Test scores show growth

Posted

The regular meeting of Park County School District 1 Board of Trustees was markedly different from most others recently. There was an audience.

“It is nice to have some people here,” said board of trustees chairman Trace Paul. “It’s been almost a year,” he said to approximately 15 members of the public and school administrators who had previously stayed away from public meetings because of COVID-19 protocols.

The trustees got right down to business passing the consent agenda, with one item usually included in the consent items pulled for discussion. That item was the offer of contracts to the certified school staff members. 

Trustee Greg Borcher said he had asked for the more than 160 contracts to be pulled from the consent agenda, which is voted on whole cloth, so the board members with a spouse on the list could abstain from only that vote; both Paul and trustee Kim Dillivan are married to educators. 

“But it is also so we can recognize what a remarkable job the staff has done this year,” Borcher continued. “They adapted to online, came back, dealt with masks, hand sanitizers and dividers, and kept our doors open.”

Superintendent Jay Curtis jumped on the band wagon.

“What they’ve accomplished this year is nothing short of miraculous,” Curtis said. “We can’t say it enough: We have an awesome staff.”

The contract offerings passed easily, with Paul and Dillivan abstaining. Then the trustees stood to give the staff a standing ovation.

Jason Sleep, assistant superintendent of teaching and learning, next addressed the board with his annual report. 

“Here’s the data to support how good our teachers are,” he began.

Sleep said he went through the Wyoming Test of Proficiency and Progress (WY-TOPP) interim test results to look for holes in the scores from students being out of school last spring, when the COVID pandemic struck. Those results showed Park County School District 1 students 12 points higher than the state average in math and nine points higher than the state average in reading. 

“This shows the job we did teaching in the spring,” Sleep said.

He then went over the winter interim test scores for students through the eighth grade. 

“We outpaced the state [average] in every measure of growth.
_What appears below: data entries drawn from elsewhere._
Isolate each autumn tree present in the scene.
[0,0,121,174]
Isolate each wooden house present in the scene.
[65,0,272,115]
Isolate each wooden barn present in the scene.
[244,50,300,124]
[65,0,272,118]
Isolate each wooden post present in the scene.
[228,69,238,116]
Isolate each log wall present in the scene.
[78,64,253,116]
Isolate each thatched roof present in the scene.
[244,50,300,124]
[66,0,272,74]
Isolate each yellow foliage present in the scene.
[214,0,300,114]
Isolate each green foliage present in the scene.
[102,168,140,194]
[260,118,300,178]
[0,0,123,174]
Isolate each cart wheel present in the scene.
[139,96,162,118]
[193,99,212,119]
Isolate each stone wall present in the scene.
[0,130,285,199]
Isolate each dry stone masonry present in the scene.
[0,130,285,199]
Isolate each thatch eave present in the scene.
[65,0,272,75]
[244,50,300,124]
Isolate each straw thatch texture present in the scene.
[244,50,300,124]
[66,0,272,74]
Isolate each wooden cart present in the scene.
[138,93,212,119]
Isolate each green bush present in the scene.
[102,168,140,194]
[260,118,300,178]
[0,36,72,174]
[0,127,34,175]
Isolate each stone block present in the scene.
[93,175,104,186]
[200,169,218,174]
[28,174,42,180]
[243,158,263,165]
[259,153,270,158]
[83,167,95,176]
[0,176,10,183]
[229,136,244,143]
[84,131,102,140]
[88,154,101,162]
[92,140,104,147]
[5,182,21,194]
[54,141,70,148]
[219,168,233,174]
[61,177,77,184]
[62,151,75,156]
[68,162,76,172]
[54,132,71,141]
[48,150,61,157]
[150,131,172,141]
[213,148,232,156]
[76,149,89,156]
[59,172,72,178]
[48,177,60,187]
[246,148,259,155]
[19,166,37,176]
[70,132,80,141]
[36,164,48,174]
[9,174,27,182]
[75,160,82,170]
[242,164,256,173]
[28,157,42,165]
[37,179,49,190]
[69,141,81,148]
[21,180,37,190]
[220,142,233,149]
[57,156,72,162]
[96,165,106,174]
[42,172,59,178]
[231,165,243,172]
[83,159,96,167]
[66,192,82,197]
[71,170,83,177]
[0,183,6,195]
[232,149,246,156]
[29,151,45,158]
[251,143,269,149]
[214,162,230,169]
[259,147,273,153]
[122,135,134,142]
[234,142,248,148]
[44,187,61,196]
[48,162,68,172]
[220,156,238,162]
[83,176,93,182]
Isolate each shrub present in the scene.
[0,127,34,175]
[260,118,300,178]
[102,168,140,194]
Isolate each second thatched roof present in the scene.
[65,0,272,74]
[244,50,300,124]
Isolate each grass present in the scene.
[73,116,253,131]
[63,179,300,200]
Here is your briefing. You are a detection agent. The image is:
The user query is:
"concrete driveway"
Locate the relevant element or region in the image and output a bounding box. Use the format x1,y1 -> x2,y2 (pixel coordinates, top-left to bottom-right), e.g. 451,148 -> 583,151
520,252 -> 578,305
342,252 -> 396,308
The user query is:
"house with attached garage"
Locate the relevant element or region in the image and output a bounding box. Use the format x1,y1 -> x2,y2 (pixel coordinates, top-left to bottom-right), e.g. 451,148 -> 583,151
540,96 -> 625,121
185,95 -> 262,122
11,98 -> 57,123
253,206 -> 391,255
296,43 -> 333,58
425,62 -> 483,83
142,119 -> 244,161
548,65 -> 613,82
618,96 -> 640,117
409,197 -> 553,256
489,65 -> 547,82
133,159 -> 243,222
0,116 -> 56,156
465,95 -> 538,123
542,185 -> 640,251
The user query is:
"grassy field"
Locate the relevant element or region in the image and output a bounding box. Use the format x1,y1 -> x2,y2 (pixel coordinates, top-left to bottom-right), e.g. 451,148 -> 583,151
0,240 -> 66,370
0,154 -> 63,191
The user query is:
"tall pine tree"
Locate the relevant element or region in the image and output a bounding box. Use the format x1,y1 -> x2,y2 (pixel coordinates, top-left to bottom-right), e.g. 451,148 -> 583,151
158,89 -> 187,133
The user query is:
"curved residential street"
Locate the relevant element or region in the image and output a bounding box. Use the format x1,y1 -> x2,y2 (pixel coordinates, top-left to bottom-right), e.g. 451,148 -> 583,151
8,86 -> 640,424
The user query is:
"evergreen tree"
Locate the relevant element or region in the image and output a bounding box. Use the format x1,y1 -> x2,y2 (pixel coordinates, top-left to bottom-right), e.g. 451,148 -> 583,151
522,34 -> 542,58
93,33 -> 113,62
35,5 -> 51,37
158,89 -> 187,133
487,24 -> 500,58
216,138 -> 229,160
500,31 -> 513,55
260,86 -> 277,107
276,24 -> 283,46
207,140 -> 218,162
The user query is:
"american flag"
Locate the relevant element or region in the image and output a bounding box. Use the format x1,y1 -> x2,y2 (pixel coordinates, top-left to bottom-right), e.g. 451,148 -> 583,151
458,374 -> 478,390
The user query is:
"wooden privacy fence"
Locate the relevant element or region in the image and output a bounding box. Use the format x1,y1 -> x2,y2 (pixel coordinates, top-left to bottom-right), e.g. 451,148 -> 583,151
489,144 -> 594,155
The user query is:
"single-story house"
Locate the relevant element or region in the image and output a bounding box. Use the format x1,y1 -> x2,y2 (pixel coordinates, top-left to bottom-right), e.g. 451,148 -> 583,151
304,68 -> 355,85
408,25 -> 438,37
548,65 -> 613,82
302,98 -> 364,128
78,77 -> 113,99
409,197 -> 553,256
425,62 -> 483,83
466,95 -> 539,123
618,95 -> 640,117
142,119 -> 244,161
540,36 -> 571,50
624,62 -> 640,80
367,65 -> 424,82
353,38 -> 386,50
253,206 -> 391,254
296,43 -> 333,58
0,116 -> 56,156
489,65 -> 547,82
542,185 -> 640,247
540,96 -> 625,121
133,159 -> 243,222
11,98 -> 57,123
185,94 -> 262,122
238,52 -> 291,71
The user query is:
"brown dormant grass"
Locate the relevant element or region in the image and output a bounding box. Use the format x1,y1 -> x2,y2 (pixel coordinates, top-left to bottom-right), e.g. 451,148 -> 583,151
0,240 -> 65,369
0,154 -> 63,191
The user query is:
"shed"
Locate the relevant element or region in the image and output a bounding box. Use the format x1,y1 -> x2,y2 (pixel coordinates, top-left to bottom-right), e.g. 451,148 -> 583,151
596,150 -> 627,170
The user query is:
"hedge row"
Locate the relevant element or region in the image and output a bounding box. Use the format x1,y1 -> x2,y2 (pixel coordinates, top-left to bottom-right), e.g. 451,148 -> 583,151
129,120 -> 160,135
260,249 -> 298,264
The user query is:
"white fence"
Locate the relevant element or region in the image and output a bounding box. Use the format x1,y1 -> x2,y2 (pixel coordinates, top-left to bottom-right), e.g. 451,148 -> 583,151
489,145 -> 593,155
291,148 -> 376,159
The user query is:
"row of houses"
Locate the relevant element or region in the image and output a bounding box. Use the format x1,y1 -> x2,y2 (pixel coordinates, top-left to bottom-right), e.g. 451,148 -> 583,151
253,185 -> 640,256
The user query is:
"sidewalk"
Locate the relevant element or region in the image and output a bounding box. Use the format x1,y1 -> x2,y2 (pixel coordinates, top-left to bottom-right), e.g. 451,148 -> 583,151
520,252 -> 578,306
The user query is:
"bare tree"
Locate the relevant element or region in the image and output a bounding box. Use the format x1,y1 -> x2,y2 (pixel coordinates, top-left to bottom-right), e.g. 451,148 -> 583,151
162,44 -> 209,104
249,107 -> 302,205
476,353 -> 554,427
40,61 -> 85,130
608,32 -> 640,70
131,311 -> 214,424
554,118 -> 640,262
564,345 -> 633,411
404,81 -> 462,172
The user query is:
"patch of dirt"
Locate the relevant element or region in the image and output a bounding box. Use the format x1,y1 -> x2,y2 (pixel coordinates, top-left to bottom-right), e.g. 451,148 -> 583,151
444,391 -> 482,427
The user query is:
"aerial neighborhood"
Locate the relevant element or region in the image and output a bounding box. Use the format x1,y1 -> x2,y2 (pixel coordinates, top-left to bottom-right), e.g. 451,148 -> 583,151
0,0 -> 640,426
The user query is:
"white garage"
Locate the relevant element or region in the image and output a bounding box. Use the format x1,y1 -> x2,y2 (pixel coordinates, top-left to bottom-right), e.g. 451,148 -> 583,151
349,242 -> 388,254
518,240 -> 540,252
The middle school nearly doubled the state average in growth,” Sleep said.

Growth is set by performance indicators at the state and federal level.

“I’m excited to see what fall brings. I believe our teachers are even more focused on strategies, enrichment and intervention,” Sleep continued.

The growth indicators are especially outstanding, as Sleep explained, because some of the students in the group could not recognize letters when they entered first grade. Of those students, 75% were reading at grade level by test time. 

The schools each have at least one first grade teacher who is master’s level-trained in reading recovery. They, in turn, work to train other teachers at their facility.

“We start at the first grade with these students and keep pushing through the third grade,” Sleep said. “It puts their confidence through the roof, to have this success in school.”